House debates

Thursday, 21 March 2024

Bills

Administrative Review Tribunal (Consequential and Transitional Provisions No. 1) Bill 2023; Second Reading

10:32 am

Photo of Mark DreyfusMark Dreyfus (Isaacs, Australian Labor Party, Cabinet Secretary) Share this | Hansard source

I want to briefly address the second reading amendment that has been moved by the member for North Sydney. The government opposes this second reading amendment, and I want to make some general comments about these bills. The ART bills substantially harmonise procedural arrangements for review of decisions under the Migration Act, which is a very substantial improvement compared with the current system.

Under the current arrangements—that's the Administrative Appeals Tribunal and the Administrative Appeals Tribunal Act—none of the provisions relating to the AAT's powers and procedures apply at all to reviews of migration and protection decisions. Instead—and this has happened over many years—there's a separate set of powers and procedures that are set out in the Migration Act called codes of procedure. The Administrative Review Tribunal bills remove this dichotomy.
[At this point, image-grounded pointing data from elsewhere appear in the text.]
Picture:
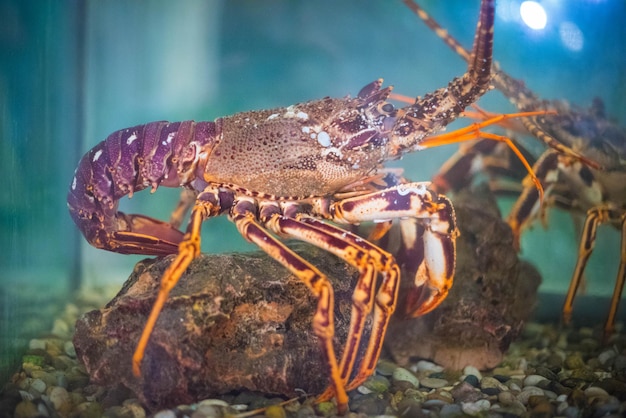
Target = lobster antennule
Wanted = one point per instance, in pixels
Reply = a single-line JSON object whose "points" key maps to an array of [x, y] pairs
{"points": [[438, 109]]}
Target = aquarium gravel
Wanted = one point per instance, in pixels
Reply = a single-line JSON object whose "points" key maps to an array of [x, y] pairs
{"points": [[548, 372]]}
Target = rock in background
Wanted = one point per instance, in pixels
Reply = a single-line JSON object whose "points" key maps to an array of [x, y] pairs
{"points": [[242, 322], [494, 293]]}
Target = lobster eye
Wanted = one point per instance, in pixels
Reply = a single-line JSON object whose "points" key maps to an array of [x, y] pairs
{"points": [[387, 108]]}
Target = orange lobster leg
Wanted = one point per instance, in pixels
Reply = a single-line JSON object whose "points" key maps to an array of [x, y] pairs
{"points": [[206, 206], [436, 266], [188, 250], [369, 260], [243, 215], [595, 217]]}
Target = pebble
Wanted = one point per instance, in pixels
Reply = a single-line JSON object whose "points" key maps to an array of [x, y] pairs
{"points": [[39, 385], [60, 399], [37, 344], [475, 408], [433, 382], [427, 366], [527, 392], [574, 361], [472, 371], [548, 373], [402, 374], [534, 380], [375, 383]]}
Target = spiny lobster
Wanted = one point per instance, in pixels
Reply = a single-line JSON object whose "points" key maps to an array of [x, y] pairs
{"points": [[280, 173], [583, 169]]}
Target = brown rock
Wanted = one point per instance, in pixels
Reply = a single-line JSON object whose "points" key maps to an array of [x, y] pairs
{"points": [[493, 294], [242, 322], [233, 322]]}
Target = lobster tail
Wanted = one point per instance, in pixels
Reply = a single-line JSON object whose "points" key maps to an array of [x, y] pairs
{"points": [[130, 160]]}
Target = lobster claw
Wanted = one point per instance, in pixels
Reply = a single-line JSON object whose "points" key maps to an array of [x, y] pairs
{"points": [[429, 251]]}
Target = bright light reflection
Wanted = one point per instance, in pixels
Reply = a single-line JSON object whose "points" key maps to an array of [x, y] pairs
{"points": [[533, 14], [571, 36]]}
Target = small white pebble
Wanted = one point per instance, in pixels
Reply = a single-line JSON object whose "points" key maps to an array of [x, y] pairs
{"points": [[165, 414], [533, 380], [471, 370]]}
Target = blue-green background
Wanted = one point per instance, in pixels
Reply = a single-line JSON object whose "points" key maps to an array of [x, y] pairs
{"points": [[71, 72]]}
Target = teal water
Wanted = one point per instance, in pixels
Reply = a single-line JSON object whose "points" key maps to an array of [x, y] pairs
{"points": [[72, 72]]}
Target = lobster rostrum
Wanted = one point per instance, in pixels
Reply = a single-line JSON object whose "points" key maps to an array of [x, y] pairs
{"points": [[583, 169], [281, 173]]}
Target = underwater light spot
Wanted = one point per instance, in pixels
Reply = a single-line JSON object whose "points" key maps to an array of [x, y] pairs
{"points": [[533, 14], [571, 36]]}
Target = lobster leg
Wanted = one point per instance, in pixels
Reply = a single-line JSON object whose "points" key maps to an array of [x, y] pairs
{"points": [[207, 205], [436, 268], [243, 215], [367, 258], [619, 282], [595, 217]]}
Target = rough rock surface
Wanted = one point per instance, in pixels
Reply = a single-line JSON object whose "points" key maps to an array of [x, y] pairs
{"points": [[241, 321], [233, 322], [493, 294]]}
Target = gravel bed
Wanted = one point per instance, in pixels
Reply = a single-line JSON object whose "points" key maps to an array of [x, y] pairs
{"points": [[549, 372]]}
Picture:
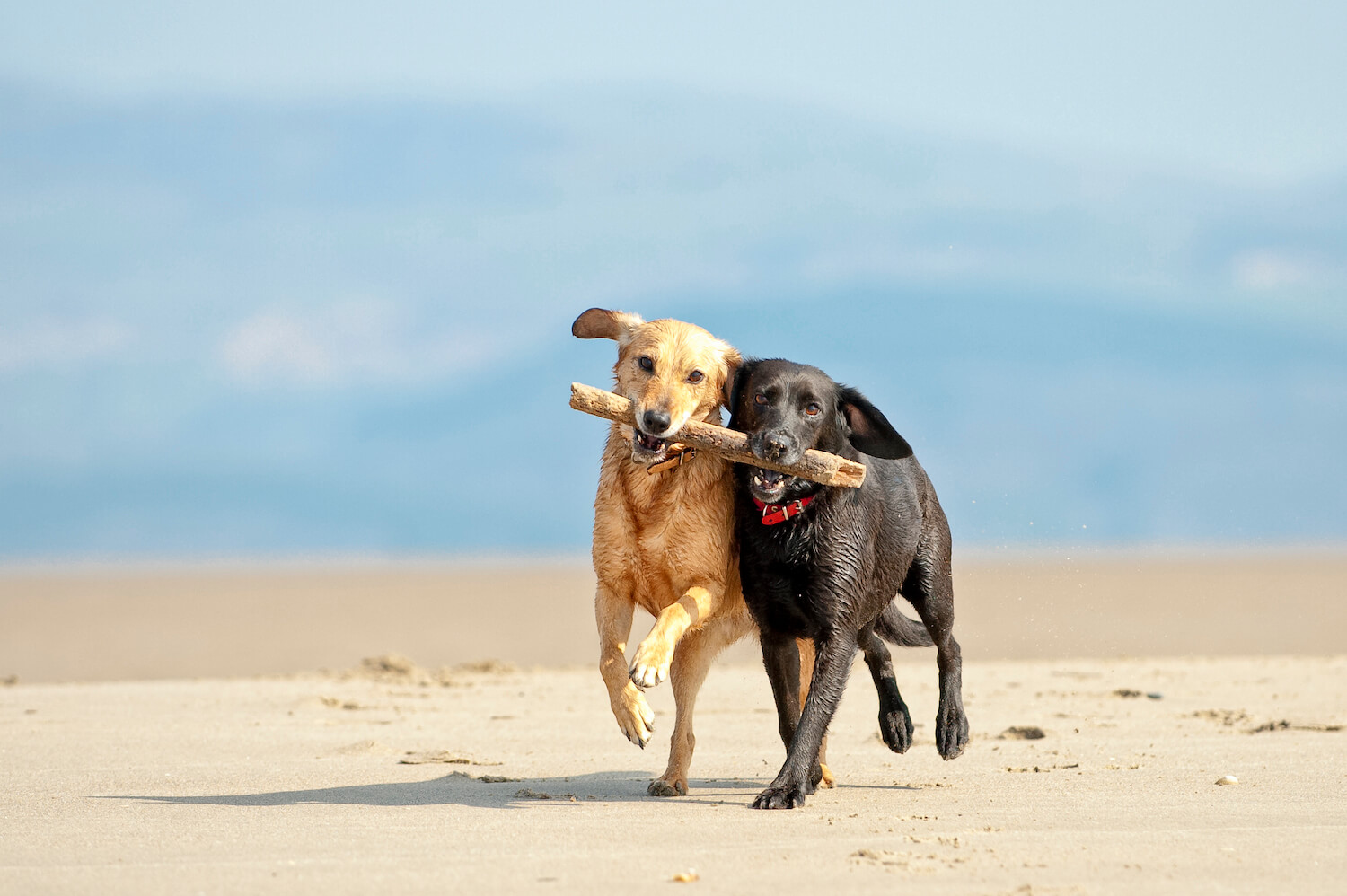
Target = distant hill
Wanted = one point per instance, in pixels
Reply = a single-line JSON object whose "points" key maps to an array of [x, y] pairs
{"points": [[279, 328]]}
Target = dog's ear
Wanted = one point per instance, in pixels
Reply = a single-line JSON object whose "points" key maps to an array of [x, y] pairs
{"points": [[735, 388], [733, 361], [870, 431], [601, 323]]}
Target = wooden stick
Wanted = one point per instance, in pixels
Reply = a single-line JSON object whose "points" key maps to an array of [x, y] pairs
{"points": [[816, 467]]}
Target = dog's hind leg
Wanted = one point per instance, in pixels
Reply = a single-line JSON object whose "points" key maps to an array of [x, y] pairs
{"points": [[691, 661], [806, 647], [613, 615], [894, 718], [929, 588]]}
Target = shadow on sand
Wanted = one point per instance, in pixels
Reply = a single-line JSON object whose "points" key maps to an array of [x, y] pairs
{"points": [[458, 788]]}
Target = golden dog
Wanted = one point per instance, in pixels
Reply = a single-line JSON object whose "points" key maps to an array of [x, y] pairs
{"points": [[665, 537]]}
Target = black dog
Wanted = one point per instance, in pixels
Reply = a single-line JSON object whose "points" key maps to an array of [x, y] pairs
{"points": [[824, 562]]}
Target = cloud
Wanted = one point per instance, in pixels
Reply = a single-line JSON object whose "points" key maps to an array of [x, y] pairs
{"points": [[1263, 269], [62, 344], [347, 344]]}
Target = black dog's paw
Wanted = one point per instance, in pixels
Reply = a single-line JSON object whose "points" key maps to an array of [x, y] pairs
{"points": [[951, 729], [780, 796], [896, 728]]}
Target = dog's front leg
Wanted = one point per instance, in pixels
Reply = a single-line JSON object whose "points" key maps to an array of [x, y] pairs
{"points": [[633, 715], [792, 783], [654, 656]]}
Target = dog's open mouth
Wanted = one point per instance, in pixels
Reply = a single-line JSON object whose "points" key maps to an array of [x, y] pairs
{"points": [[647, 448], [768, 486]]}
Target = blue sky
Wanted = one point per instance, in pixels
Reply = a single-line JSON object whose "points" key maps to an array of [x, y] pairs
{"points": [[261, 263]]}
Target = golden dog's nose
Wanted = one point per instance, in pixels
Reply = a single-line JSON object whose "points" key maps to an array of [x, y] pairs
{"points": [[655, 422]]}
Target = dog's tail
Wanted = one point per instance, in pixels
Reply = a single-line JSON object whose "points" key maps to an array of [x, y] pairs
{"points": [[902, 631]]}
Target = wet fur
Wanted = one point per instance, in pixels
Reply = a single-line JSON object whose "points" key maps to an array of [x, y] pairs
{"points": [[830, 575], [665, 542]]}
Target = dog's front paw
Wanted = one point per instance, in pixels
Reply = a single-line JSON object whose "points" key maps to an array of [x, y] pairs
{"points": [[780, 796], [671, 787], [652, 662], [951, 728], [633, 716], [896, 728]]}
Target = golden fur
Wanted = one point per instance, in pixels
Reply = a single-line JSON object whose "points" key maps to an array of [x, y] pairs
{"points": [[665, 540]]}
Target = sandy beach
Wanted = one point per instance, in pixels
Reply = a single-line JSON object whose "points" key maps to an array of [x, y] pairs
{"points": [[145, 751]]}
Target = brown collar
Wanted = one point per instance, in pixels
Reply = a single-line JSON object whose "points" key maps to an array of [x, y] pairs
{"points": [[681, 454]]}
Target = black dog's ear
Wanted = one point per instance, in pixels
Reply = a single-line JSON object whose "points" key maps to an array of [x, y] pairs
{"points": [[870, 430], [735, 388]]}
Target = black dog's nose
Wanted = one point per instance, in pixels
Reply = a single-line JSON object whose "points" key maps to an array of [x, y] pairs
{"points": [[776, 448], [655, 420]]}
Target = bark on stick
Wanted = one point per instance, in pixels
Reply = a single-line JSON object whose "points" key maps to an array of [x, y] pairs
{"points": [[816, 467]]}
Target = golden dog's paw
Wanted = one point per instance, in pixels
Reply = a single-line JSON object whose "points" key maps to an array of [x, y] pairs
{"points": [[633, 716], [673, 787], [652, 662]]}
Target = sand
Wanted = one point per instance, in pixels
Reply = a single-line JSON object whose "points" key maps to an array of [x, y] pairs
{"points": [[401, 779], [112, 623]]}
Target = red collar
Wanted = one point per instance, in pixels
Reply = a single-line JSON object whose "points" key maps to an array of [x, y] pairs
{"points": [[773, 514]]}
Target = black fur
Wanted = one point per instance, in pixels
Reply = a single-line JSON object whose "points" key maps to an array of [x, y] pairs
{"points": [[832, 572]]}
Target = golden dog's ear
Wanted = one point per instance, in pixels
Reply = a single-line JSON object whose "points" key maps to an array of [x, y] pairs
{"points": [[733, 360], [601, 323]]}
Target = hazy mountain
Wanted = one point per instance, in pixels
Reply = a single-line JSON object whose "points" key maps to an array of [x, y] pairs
{"points": [[232, 328]]}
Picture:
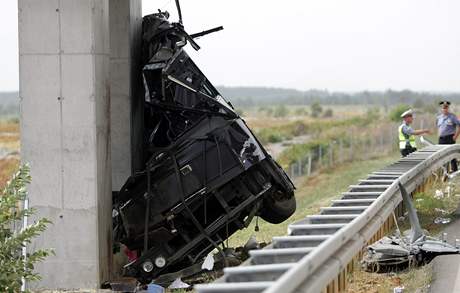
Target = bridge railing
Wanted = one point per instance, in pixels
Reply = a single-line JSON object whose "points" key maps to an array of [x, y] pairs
{"points": [[316, 258]]}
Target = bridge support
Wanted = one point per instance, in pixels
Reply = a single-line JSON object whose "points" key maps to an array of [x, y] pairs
{"points": [[68, 96]]}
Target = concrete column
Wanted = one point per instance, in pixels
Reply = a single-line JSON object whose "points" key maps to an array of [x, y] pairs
{"points": [[126, 100], [65, 135]]}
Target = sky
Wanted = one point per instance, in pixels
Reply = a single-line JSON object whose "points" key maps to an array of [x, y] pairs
{"points": [[339, 45]]}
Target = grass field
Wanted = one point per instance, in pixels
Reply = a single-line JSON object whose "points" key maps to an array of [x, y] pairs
{"points": [[415, 279], [312, 193]]}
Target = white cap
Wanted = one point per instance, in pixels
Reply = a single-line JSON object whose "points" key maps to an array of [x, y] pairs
{"points": [[407, 113]]}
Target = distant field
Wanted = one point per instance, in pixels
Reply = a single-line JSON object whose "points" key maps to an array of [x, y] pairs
{"points": [[257, 117]]}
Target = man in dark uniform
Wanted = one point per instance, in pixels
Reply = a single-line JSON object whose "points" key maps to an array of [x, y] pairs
{"points": [[448, 129]]}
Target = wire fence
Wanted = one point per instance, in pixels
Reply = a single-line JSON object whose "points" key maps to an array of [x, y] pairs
{"points": [[351, 146]]}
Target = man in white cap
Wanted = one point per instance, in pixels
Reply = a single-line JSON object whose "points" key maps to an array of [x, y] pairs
{"points": [[407, 143], [448, 128]]}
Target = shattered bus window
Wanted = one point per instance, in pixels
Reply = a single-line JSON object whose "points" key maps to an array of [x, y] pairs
{"points": [[206, 173]]}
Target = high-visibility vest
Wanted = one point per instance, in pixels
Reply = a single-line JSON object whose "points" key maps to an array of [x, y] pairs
{"points": [[405, 139]]}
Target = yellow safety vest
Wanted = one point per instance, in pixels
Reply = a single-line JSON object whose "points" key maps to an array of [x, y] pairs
{"points": [[404, 139]]}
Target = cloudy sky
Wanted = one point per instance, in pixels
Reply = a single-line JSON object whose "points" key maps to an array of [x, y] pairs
{"points": [[344, 45]]}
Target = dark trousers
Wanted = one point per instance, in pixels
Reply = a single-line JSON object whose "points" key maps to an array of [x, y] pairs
{"points": [[449, 139], [407, 150]]}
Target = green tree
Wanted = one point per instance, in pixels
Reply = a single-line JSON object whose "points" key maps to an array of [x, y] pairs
{"points": [[301, 111], [395, 114], [328, 113], [280, 111], [13, 265], [316, 109]]}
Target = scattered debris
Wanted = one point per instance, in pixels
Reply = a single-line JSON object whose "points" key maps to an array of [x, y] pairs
{"points": [[444, 212], [208, 263], [412, 248], [154, 288], [178, 284], [440, 220], [124, 285]]}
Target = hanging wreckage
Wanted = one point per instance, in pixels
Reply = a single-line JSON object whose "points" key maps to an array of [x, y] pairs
{"points": [[206, 175], [412, 248]]}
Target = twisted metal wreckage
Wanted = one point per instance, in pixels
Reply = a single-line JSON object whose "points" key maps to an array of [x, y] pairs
{"points": [[206, 176]]}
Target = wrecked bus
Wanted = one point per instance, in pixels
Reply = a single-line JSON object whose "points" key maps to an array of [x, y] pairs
{"points": [[206, 175]]}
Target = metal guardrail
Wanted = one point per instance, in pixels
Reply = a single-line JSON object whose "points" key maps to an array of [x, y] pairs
{"points": [[319, 247]]}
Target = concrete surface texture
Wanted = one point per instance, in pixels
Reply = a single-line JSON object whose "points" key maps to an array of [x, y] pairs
{"points": [[65, 62], [125, 29]]}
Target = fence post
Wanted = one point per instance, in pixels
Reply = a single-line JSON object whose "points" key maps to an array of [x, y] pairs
{"points": [[351, 147], [331, 154], [340, 157], [320, 155]]}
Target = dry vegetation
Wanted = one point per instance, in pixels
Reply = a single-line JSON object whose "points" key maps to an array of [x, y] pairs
{"points": [[416, 279]]}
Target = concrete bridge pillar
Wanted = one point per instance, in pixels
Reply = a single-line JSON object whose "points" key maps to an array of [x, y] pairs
{"points": [[66, 93]]}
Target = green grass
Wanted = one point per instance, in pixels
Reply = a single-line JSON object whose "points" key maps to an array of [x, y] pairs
{"points": [[313, 193]]}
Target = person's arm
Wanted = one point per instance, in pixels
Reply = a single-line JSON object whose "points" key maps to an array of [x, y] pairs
{"points": [[423, 131], [457, 127]]}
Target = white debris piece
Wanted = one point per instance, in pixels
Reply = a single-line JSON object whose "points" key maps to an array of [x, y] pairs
{"points": [[208, 263], [440, 220], [444, 212], [178, 284]]}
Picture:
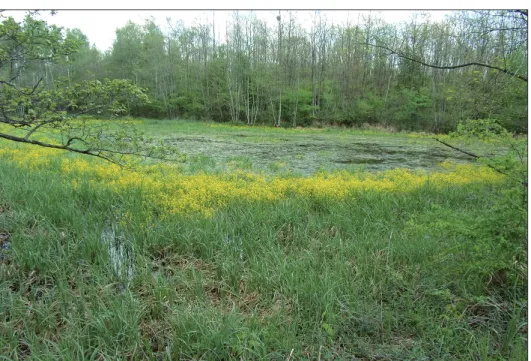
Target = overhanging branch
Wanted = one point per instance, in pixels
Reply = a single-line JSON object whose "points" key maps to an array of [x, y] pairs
{"points": [[391, 51]]}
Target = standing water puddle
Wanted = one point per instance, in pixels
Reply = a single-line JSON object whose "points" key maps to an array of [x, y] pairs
{"points": [[120, 252]]}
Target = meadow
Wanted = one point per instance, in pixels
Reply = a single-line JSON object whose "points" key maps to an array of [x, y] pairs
{"points": [[263, 243]]}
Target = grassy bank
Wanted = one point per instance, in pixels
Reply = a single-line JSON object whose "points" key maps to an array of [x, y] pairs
{"points": [[167, 262]]}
They apply standard tribunal powers to migration and protection matters.

As far as possible, that's the approach that we've taken with the new Administrative Review Tribunal: it's to have standard processes for all of the tribunal's jurisdictions, including—and this is a very major change—migration and protection matters. There are a small number of special procedures retained, as there are in separate legislation for many jurisdictions, to ensure that tribunal reviews are workable within the framework of the migration system. Of course, it's the case that we're going to have to make sure in the coming years—if the Administrative Review Tribunal legislation passes the Senate and we create the tribunal, as we sincerely hope will happen in short order—that the intent of these reforms it being achieved. That's what the statutory review enables us to do.